Rien à déclarer

Je ne vais plus très souvent Antaninarenina : quand on y roule, c’est au pas ; et pour s’y garer, c’est la croix et la bannière. Grand fut mon étonnement ce matin de découvrir cette énorme affiche. 

«Ela tsy miofo, ny fivoarany no porofo» : le visuel a été édité pour le bicentenaire des douanes malgaches, 1820-2020, bicentenaire différé à 2023 en raison de la pandémie Covid-19. À cette même occasion, une plaquette a été également conçue. 

Une chose est une publication à diffusion limitée ; une autre chose est une exposition à Ivato ; une chose encore le court métrage («5000 km - Les gardiens des frontières») : mais une tout autre chose est cette affiche de la hauteur d’un immeuble à Antaninarenina, entre Banque centrale et Société Générale, sur la façade d’un immeuble des Finances.

Sur deux photos, on y voit une représentation du roi Radama (règne de 1810 à 1828) portant fièrement une coupe à ses lèvres. Porte-t-il un toast, lève-t-il son verre à la santé de quelqu’un, trinque-t-il à quelque réalisation, ou s’agit-il d’une de ses libations dont les récits missionnaires rendirent abondamment compte ?

Et quand bien même Radama serait décédé prématurément de ses «excès», était-ce à l’administration des douanes d’en raviver le souvenir et surtout de l’immortaliser grandeur nature, dans le «quartier des Affaires»? L’image d’un souverain se confond avec l’image d’un pays. Quelle image d’Élisabeth II le Royaume-Uni souhaite-t-il pérenniser : celle des soixante-dix ans de règne certainement plus que celle de l’annus horribilis. Quel souvenir de Napoléon la France voudrait-elle que le monde conserve : la victoire à Austerlitz plutôt que la défaite à Waterloo. Ainsi, dans cet ordre d’idées, Radama campé en inventeur de l’alphabet l’abidia plutôt qu’en proie au delirum tremens. 

Il est dommage que cette communication ambiguë ternisse la réalité de la grande ancienneté de certains services dont la création participait de l’invention d’une administration moderne, dès la première moitié du XIXème siècle.  

Les fonctions étaient assumées par des individus responsables de missions précises : suivi des écoles et de leur recrutement, contrôle du culte et recensement des adeptes. On peut supposer, par exemple, que la personne en charge des cultes avait des attributions confondues avec la gestion des premières écoles fondées par les missionnaires britanniques (1820).

Les agents de  «L’Intérieur», sous des vocables comme «Antily», administraient la population. Les «Andriambaventy» rendaient justice. Les «Ira-Panjakana» revenaient d’île de France ou d’Europe. 
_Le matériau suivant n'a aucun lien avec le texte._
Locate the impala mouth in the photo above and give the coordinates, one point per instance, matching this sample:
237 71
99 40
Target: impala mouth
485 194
Affaires étrangères et Douanes figurent parmi les deux plus anciennes administrations de Madagascar. Sur le mode «l’administration, c’est moi», les fonctions essentielles de relations avec l’Étranger et les étrangers ou de contrôle des «import-export» étaient confiées à une personne de confiance en attendant de pouvoir compter sur une cohorte de fonctionnaires. 

Pour la petite histoire, le gouvernement de 1881, le premier à adopter un formalisme «moderne», comptait huit ministres : Rainitsimbazafy (Intérieur, Ny Ati-Tany), Ravoninahitriniarivo (Affaires étrangères, Ny Amy Ny Vahiny), Rainilambo (Armée, Ny Amy Ny Miaramila), Ralaitsirofo (Justice, Ny Mpitsara), Razanakombana (Lois, Ny Lalàna), Rainimiadana (Commerce, Élevage, Agriculture, Travaux Publics, Raharaha momba ny Fivarotana sy ny Fambolena ary ny Fanaovan-javatra), Rainimahajere (Finances publiques, Ny Amy Ny Volam-Panjakana), Andriamanamizao (Enseignement, Ny Amy Ny Sekoly).